Latest Laois News: Local Labour rep backs School Football Pilot Programme
Eoin Barry backs call for direct investment in school football pilot programme
30% of professional players in League of Ireland have only Junior Certificate qualification
With Euro2020 finally kicking off, local area rep Eoin Barry has backed the new Labour Party proposal calling for the creation of a transition year programme in participating schools to develop a football academy structure.
Mr. Barry said:
“Football, and all sports plays a vital role in our community, but soccer has an international role that brings people together from all ages and walks of life and offers many opportunities. We are all familiar with the idea of rugby and GAA schools but more could be done to support schools where football is more popular and support young adults who may want to pursue a career in it.
“That’s why the Labour Party is proposing a new programme for transition year students in secondary schools providing football academies, based on existing models including Stephen Elliot’s Improtech academy in the UK. Intensive football coaching would be provided in schools in tandem with regular schoolwork and progress towards qualifications. It would be part of the school curriculum and has been proven to improve football ability, school attendance and career pathways for the young people involved.
“Irish football has many challenges with 30% of professional players in the League of Ireland have only a Junior Certificate qualification, and weak linkages with the education system compared to other mainstream team sports.

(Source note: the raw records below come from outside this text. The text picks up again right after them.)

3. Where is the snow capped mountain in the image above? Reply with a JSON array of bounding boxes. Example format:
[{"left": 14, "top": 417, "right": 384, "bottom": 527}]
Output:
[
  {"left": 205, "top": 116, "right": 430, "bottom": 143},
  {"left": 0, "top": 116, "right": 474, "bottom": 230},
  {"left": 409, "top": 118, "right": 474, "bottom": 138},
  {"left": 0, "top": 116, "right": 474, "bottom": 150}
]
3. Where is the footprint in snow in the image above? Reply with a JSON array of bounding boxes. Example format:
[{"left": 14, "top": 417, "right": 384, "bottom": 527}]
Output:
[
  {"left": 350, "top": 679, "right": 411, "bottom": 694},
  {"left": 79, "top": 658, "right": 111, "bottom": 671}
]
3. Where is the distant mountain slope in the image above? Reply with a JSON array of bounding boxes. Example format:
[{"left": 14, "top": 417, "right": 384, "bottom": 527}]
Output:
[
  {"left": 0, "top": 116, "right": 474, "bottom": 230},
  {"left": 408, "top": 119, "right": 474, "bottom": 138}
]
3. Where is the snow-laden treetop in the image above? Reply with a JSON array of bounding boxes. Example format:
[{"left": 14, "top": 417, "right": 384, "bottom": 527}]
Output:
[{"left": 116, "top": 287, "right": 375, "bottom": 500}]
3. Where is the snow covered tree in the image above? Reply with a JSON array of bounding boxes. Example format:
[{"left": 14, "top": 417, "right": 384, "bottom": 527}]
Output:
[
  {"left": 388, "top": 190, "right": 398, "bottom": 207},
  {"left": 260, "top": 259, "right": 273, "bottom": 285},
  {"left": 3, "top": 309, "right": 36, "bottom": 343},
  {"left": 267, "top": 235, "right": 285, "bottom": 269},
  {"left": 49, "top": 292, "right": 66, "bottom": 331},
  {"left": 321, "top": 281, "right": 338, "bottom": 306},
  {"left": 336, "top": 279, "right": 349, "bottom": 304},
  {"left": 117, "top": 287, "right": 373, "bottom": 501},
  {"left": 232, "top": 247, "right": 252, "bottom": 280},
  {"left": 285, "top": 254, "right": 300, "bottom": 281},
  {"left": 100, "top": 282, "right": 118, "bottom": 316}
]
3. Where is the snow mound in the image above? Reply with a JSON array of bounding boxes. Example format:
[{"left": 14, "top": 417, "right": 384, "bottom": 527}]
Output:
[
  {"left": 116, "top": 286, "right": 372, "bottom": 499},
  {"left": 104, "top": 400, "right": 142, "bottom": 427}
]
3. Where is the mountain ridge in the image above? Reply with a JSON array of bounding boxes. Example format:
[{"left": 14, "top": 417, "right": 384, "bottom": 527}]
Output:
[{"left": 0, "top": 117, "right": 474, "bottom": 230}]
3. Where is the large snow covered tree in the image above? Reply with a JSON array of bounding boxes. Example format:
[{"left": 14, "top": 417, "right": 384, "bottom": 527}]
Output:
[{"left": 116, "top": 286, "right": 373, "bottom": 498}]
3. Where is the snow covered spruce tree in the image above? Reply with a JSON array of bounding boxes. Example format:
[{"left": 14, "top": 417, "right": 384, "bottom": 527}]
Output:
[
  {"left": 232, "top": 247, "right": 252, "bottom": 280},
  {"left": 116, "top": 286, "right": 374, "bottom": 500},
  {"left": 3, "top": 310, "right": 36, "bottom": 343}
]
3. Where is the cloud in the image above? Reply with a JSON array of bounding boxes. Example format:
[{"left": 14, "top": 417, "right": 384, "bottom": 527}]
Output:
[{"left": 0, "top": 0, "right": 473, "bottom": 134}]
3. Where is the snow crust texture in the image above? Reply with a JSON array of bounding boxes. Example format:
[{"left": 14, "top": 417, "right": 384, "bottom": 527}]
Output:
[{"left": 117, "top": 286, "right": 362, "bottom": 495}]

We also know that too much of the financial and emotional investment amongst Irish football fans is based in England – their teams, their coaching structures, their players with Irish heritage.
“By rolling out this pilot programme proposal from Labour we can work towards building a domestic Irish football industry and establish a successful, buoyant, and viable domestic league. We estimate that the pilot programme costs would be approximately €50,000 per school annually and would be financed directly through a small 0.25% increase in the betting levy that would raise an estimated €11 million. This would fund over 200 secondary schools to take part including some here locally.

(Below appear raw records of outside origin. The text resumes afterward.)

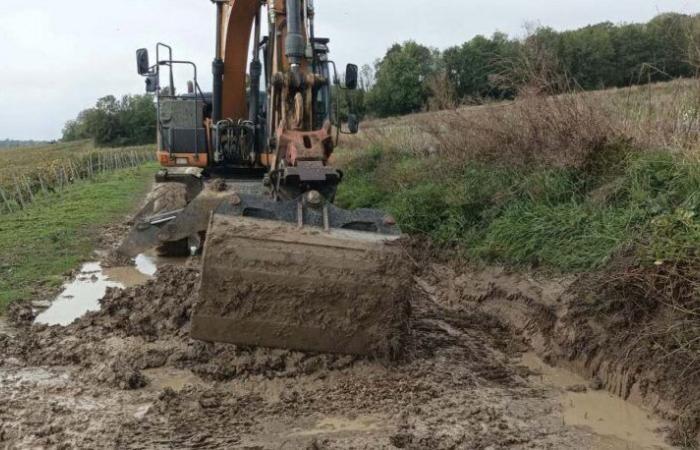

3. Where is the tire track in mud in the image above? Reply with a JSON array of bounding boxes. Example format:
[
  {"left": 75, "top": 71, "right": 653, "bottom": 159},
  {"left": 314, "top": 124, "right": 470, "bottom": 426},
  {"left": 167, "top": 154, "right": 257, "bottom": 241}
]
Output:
[{"left": 0, "top": 260, "right": 660, "bottom": 449}]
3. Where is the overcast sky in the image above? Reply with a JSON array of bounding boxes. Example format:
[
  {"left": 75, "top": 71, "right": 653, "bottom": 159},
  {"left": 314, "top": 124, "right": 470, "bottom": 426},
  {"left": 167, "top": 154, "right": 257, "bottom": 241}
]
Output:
[{"left": 0, "top": 0, "right": 700, "bottom": 139}]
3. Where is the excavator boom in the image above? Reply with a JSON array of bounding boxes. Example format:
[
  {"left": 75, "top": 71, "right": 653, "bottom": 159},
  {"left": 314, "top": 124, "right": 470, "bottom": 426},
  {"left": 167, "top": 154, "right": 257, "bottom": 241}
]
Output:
[{"left": 123, "top": 0, "right": 410, "bottom": 356}]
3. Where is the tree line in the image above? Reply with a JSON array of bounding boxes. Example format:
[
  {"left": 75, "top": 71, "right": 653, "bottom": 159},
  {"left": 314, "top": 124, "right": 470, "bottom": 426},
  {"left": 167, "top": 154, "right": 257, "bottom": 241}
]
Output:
[
  {"left": 63, "top": 13, "right": 700, "bottom": 146},
  {"left": 63, "top": 95, "right": 156, "bottom": 147},
  {"left": 362, "top": 13, "right": 700, "bottom": 117}
]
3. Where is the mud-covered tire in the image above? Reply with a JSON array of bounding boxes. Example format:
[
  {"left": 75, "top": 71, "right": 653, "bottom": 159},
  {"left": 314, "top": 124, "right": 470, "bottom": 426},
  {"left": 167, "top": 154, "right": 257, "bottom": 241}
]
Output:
[{"left": 149, "top": 183, "right": 190, "bottom": 257}]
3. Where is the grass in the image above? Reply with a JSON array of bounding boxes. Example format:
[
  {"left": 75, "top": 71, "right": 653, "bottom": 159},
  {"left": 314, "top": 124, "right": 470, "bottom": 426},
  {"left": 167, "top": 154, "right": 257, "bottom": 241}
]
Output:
[
  {"left": 337, "top": 81, "right": 700, "bottom": 272},
  {"left": 0, "top": 141, "right": 155, "bottom": 214},
  {"left": 336, "top": 80, "right": 700, "bottom": 442},
  {"left": 0, "top": 163, "right": 156, "bottom": 312},
  {"left": 338, "top": 148, "right": 700, "bottom": 272}
]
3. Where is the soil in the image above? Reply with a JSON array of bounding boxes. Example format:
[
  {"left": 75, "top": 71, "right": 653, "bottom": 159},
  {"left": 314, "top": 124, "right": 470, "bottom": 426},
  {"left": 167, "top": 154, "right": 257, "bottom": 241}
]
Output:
[
  {"left": 0, "top": 230, "right": 684, "bottom": 449},
  {"left": 421, "top": 263, "right": 700, "bottom": 448}
]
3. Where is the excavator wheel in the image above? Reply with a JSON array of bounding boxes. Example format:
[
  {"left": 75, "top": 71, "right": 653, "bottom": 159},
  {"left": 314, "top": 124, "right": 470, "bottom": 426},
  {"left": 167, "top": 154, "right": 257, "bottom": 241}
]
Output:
[{"left": 191, "top": 214, "right": 411, "bottom": 358}]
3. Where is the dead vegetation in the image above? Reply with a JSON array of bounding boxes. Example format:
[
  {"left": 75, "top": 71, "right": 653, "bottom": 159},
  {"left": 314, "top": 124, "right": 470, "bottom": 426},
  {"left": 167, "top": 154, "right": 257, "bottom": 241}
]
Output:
[{"left": 341, "top": 74, "right": 700, "bottom": 447}]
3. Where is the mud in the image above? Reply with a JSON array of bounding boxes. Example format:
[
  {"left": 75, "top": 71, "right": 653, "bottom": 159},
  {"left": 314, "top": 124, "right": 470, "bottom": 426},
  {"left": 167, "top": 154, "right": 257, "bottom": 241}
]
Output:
[
  {"left": 0, "top": 230, "right": 680, "bottom": 450},
  {"left": 0, "top": 260, "right": 628, "bottom": 449},
  {"left": 192, "top": 215, "right": 413, "bottom": 359},
  {"left": 419, "top": 265, "right": 700, "bottom": 448}
]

“A more engaged football learning structure embedded in the Irish education system will provide a bedrock for a domestic football industry and improve the potential for national sides to improve into the future.
“Participation in grassroots football currently contributes €1.13bn to the Irish economy with a direct economic impact of almost €115m, almost €272m in social benefits and healthcare savings of almost €750m (UEFA Grow report, 2019). Further investment would only improve such outcomes.”